Japanese-Canadian ice hockey player (born 1992)

Akane Hosoyamada (細山田 茜, Hosoyamada Akane) is a Japanese-Canadian ice hockey player and alternate captain of the Japanese national team.

==Playing career==
Hosoyamada began playing hockey at the age of five.

===College===
She played college ice hockey with the Syracuse Orange women's ice hockey program from 2010 to 2015. In her second season, she sustained an injury during the Orange's eighth game that kept her from playing for the remainder of the season. The limited number if games played during the 2011–12 season made her eligible to play a fifth season as a "redshirt senior." Across five seasons with the program, she appeared in 151 games, the second-most games played in program history, and notched the program's fifth-most points by a defenseman, with ten goals and 51 assists. She was named to College Hockey America (CHA) All-Conference teams in her first and fifth seasons and also served as team captain for the 2014–15 season.

===Elite leagues===
Hosoyamada played in the Canadian Women's Hockey League (CWHL) with the Calgary Inferno during the 2016–17 season, after which she relocated to Japan. She began playing with DK Peregrine in 2018.

==International play==
Hosoyamada began attending Japan's training camps in 2015 and started competing in 2016. She debuted for Japan women's national ice hockey team in 2017 Asian Winter Games. In the 2017 IIHF Women's World Championship in Austria, she scored a hat trick against Norway in a 5–3 comeback victory for Japan.

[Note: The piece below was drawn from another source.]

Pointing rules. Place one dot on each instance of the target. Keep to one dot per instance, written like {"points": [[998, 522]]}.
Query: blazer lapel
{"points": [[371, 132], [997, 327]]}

She competed for Japan in the 2018 Winter Olympics. She assisted on the third goal in Japan's first-ever Olympic victory over combined Koreas.

She was part of the team for the 2019 IIHF Women's World Championship in Finland.

Hosoyamada made her second Olympic appearance in the 2022 Winter Olympics.

==Personal life==
Hosoyamada was born to father Manabu and mother Yoko in Banff, Alberta, Canada.

She attended Syracuse University and graduated in 2015 with a degree in health and exercise science.